Armin Thurnher, Herausgeber des Falter Magazins, und Doris Helmberger-Fleckl, Chefredakteurin der Wochenzeitung 'Die Furche', diskutieren die dramatischen Umbrüche in der österreichischen Politik. Sie beleuchten Herbert Kickls mögliche Kanzlerschaft und die gebrochenen Koalitionsversprechen der ÖVP. Nina Horaczek analysiert die Risiken einer illiberalen Demokratie und den politischen Kulturwandel. Zudem werden die Implementierung der Zivilgesellschaft und die Rolle unabhängiger Medien in dieser angespannten politischen Lage thematisiert.
Der Aufstieg von Herbert Kickl und der Wechsel der ÖVP-Linie könnten die politische Kultur in Österreich zugunsten einer illiberalen Demokratie verändern.
Die zivilgesellschaftliche Bewegung in Österreich wird als entscheidend angesehen, um der Gefährdung der demokratischen Integrität durch Kickls Agenda entgegenzuwirken.
Deep dives
Wandel der politischen Landschaft
Die politische Landschaft in Österreich befindet sich im Umbruch, insbesondere durch den Aufstieg des FPÖ-Chefs Herbert Kickl, der als möglicher zukünftiger Bundeskanzler gilt. Die ÖVP hat ihre Linie gewechselt und zeigt Bereitschaft zur Kooperation mit der FPÖ, trotz früherer Versprechen, dies zu vermeiden. Dieser Kurswechsel könnte die politische Kultur der Zweiten Republik erheblich beeinflussen, da Kickl eine autoritäre Umgestaltung Österreichs im Sinne einer illiberalen Demokratie anstrebt. Außerdem wird betont, dass die politische Grenze zwischen liberaler und illiberaler Demokratie dabei verschwimmt, was zu einer grundlegenden Veränderung der politischen Verhältnisse führen könnte.
Erosion des Vertrauens in die Politik
Das Vertrauen in die etablierten politischen Parteien hat stark gelitten, besonders angesichts der finanziellen Missstände und des desaströsen Budgetdefizits, das Kickl der ÖVP vorwirft. Er fordert von der ÖVP Ehrlichkeit und greift sie an, da sie mit ihren Entscheidungen und der politischen Strategie gescheitert ist. Diese Situation ermöglicht es Kickl, als Retter aufzutreten, obwohl viele Wähler in der Vergangenheit eine Koalition mit der FPÖ ausgeschlossen hatten. Der Verlust des Vertrauens wird als zentrales Problem gesehen, das die Grundlage für die politischen Umwälzungen bildet, die Österreich derzeit durchlebt.
Gefahren für die Demokratie
Die Diskussion um die Gefahr, die von der FPÖ und Kickl für die liberale Demokratie ausgeht, wird intensiv geführt. Kickl wird als jemand beschrieben, der eine gezielte Strategie verfolgt, um grundlegende demokratische Strukturen und Medien zu untergraben, ähnlich wie es in Ungarn unter Viktor Orbán der Fall ist. Besondere Bedenken gibt es hinsichtlich der Medienfreiheit, da die FPÖ bestrebt ist, den öffentlich-rechtlichen Rundfunk einzuschränken und ihre eigene Medienagenda voranzutreiben. Diese Entwicklungen deuten auf eine potenzielle Transformation der politischen Kultur hin, die einer illiberalen bzw. populistischen Welle Vorschub leisten könnte.
Rolle der Zivilgesellschaft
Die Zivilgesellschaft wird als entscheidend erachtet, um gegen die politischen Veränderungen anzukämpfen, die Kickl und die FPÖ mit ihrer Agenda vorantreiben.

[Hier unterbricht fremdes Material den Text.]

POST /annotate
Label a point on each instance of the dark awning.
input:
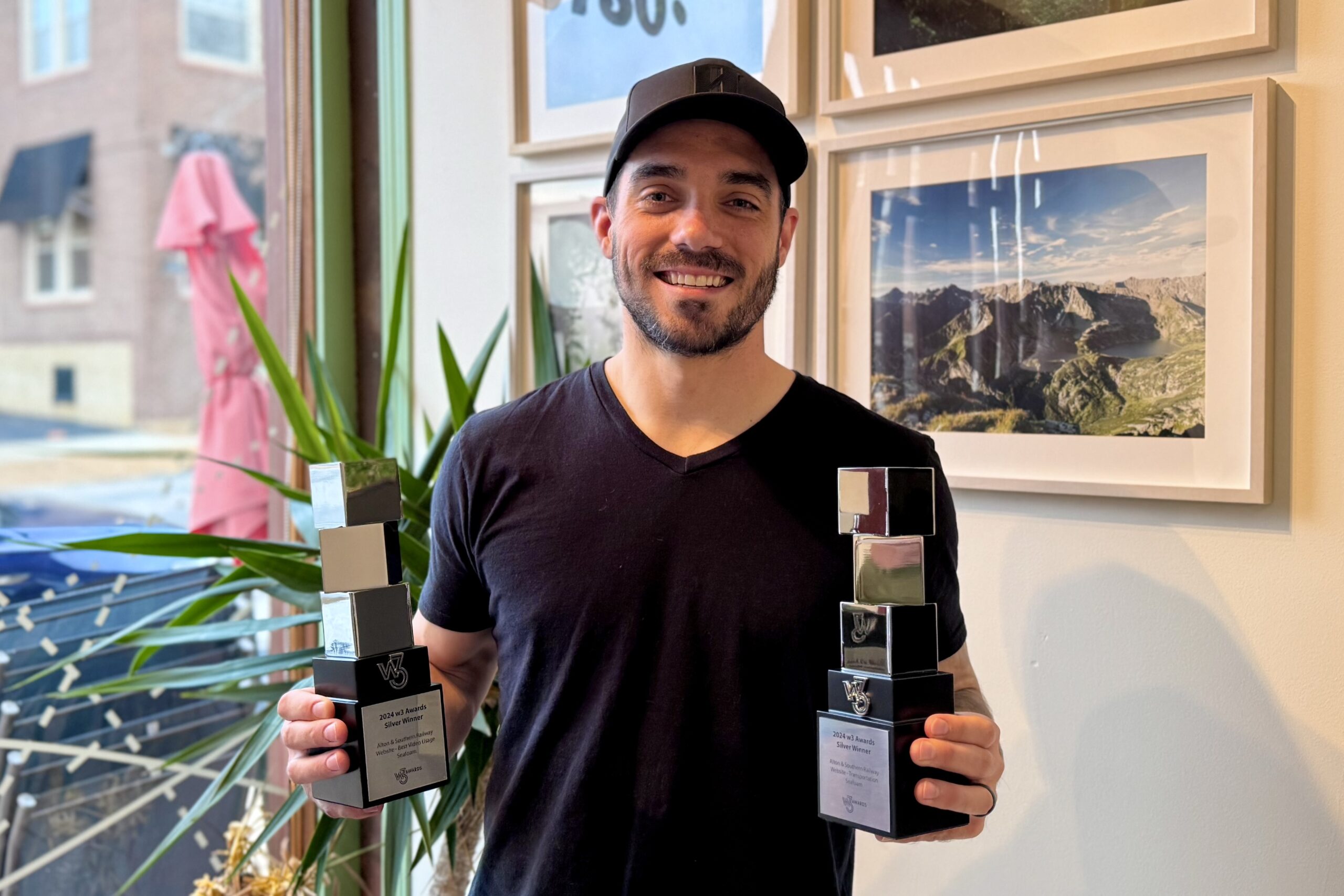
(42, 178)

Es wird hervorgehoben, dass es in Österreich eine starke zivilgesellschaftliche Bewegung gibt, die mobilisieren kann, aber dass diese auch mit internen Herausforderungen und einer gewissen Unsicherheit konfrontiert ist. Trotz der drohenden Veränderungen bleibt die Hoffnung, dass das Bewusstsein für die Notwendigkeit von gesellschaftlichem Widerstand wächst. Es wird betont, dass für eine positive Entwicklung das Engagement der Zivilgesellschaft unabdingbar ist, um die demokratische Integrität des Landes zu wahren.
Herbert Kickl hat gute Chancen nächster Bundeskanzler Österreichs zu werden. Die ÖVP, die im Wahlkampf versprochen hat, mit dem FPÖ-Chef keine Koalition einzugehen, wechselt den Parteichef und die Linie.
Falter-Herausgeber Armin Thurnher, Furche-Chefredakteurin Doris Helmberger-Fleckl, Falter-Journalistin Nina Horaczek und Falter-Journalist Jürgen Klatzer analysieren die dramatische Umbrüche in der österreichischen Innenpolitik.